Sister Amalia Pereda Ortiz de Zarate, known as Mother Teresa of Meghalaya, died in Meghalaya capital Shillong Friday morning. She was 85.
Born on 31 August 1927 to Daniel and Aurora Pereda Ortiz de Zarate in Spain, Sister Amalia joined the Missionaries of Christ Jesus in 1946. She came to India in April 1961 soon after completing her religious and academic formation in Spain.
Armed with a degree in medicine and surgery from the University of Valencia in Spain, Sister Amalia was one of the founders of Nazareth Hospital in Shillong, where she was the superintendent and surgeon for more than a decade.
Besides treating patients in Shillong, she was the doctor-in charge of one of the camps for refugees from erstwhile East Pakistan (Bangladesh later) from 1965 to 1977. After 1977, Sister
Amalia focused her attention on rural Meghalaya, covering countless villages with her mobile dispensaries.
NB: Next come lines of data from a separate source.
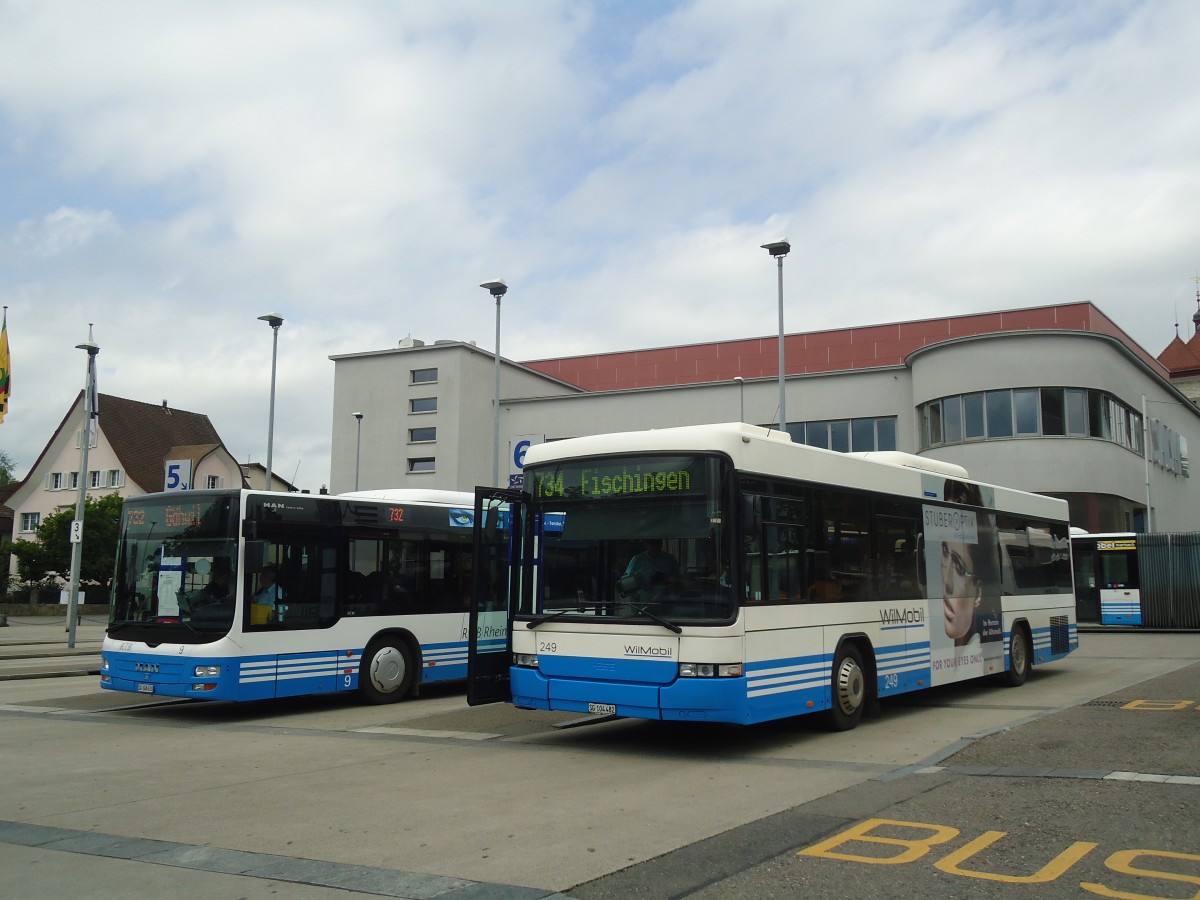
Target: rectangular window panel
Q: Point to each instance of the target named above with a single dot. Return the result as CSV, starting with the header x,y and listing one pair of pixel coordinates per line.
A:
x,y
1077,412
839,436
1000,413
1099,415
935,423
886,430
862,435
1025,405
952,419
972,414
1054,412
817,435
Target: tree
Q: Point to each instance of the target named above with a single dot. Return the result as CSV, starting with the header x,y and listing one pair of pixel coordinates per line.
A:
x,y
51,553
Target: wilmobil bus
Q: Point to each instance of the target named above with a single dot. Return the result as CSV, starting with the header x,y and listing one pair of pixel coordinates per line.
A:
x,y
726,574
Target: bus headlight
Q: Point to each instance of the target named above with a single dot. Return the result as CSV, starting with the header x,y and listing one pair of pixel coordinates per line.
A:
x,y
709,670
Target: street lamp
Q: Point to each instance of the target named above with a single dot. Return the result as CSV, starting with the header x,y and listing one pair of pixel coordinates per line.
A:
x,y
274,319
497,288
779,250
85,432
358,451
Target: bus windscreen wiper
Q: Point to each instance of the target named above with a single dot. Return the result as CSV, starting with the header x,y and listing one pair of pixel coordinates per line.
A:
x,y
547,617
667,625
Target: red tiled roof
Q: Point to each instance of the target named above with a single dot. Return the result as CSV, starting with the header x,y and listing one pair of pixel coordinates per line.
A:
x,y
1180,358
840,349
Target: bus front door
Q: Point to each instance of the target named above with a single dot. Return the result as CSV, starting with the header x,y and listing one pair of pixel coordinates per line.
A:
x,y
498,532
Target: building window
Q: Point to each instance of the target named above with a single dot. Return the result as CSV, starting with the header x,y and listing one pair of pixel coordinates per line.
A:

A spinal injury and weak knees affected Sister Amalia’s humanitarian services a couple of years ago. In January this year, she caught pneumonia and had to be hospitalized. “Her death has left a vacuum that will be difficult to fill,” said Father VM Thomas, director of Guwahati-based Don Bosco Institute, a Catholic organization.
Sister Amalia mortal remains will be laid to rest at Shillong’s Laitumkhrah Catholic Cemetery on Tuesday.